Now there were some present at that time who told Jesus about the Galileans whose blood Pilate had mixed with their sacrifices. Jesus answered, “Do you think that these Galileans were worse sinners than all the other Galileans because they suffered this way? I tell you, no! But unless you repent, you too will all perish. Or those eighteen who died when the tower in Siloam fell on them—do you think they were more guilty than all the others living in Jerusalem? I tell you, no! But unless you repent, you too will all perish.”

Then he told this parable: “A man had a fig tree growing in his vineyard, and he went to look for fruit on it but did not find any. So he said to the man who took care of the vineyard, ‘For three years now I’ve been coming to look for fruit on this fig tree and haven’t found any. Cut it down! Why should it use up the soil?’

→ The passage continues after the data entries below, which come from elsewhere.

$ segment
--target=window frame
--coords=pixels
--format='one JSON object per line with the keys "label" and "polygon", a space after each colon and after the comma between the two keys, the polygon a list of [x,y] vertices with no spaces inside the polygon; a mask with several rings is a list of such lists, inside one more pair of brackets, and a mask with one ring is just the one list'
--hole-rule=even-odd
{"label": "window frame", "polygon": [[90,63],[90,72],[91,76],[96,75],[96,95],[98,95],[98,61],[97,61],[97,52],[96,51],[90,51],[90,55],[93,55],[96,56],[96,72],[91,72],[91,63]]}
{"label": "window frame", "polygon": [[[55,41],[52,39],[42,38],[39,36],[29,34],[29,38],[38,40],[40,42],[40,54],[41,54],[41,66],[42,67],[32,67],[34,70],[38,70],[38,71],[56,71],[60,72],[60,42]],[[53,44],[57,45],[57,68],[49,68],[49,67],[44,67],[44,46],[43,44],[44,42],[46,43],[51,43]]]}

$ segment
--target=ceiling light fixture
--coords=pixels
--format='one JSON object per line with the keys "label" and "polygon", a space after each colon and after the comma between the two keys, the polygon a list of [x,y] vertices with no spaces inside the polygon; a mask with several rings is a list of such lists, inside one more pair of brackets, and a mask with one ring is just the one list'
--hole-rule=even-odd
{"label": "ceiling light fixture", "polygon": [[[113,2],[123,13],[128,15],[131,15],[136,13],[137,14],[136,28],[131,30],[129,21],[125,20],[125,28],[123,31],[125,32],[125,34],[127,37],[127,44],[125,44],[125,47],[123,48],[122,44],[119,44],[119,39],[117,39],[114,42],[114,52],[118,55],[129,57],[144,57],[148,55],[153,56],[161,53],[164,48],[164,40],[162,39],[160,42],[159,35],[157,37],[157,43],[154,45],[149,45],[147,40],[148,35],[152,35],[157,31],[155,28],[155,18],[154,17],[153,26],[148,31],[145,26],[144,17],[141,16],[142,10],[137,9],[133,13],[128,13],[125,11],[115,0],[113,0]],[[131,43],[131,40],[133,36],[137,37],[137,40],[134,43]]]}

“‘Sir,’ the man replied, ‘leave it alone for one more year, and I’ll dig around it and fertilize it. If it bears fruit next year, fine! If not, then cut it down.’” - Luke 13:1-9

It is interesting to me that those who asked Jesus about the mixing of Galilean blood seem to be asking Jesus if the Galileans were particularly sinful. If it was me, I would have been asking Jesus to pronounce judgement on the Romans, not the Galileans. Then Jesus uses another example: residents of Jerusalem who died when a tower collapsed. Did they die because they were especially bad?

It is easy to find reasons why victims of a tragedy are victims. We always are trying to find reasons for why things are the way things are. We are trying to find a reason because we are trying to defend God's choices about who dies and who lives--as if he needed defending. 

But searching for the sins of a the victims in a tragedy is asking the wrong question. Rather than asking why they suffered, we should be asking why we aren't suffering. I am so full of mixed motives sometimes that I'm sure that it would be simpler for God to just remove me from the scene so he would have fewer moving pieces to worry about. But he doesn't. By his mercy, I'm still around. 

The next verses about the fruitless fig tree give us a clue: the man tending the fig trees asks for just one more year to let the fig have time to finally bear fruit. Figs typically bear fruit within 3-5 years. So if the tree in Jesus' story isn't bearing fruit after 3, it isn't because it is a waste of soil and sunlight. The tree just needs a little time to reach the potential that was there in that tree when it was planted.

God looks at us and while some might think: what a waste of food and oxygen, He can see the full potential that he put within us when he created us and then saved us. He has a plan and he does not cut short that plan when we are inconvenient to him. Rather he lets us live until the potential he sees in us comes to fruition. Or he cuts us short when his plan has run its cource.

Not because we were better or worse than other people, but because he has a race for us to run.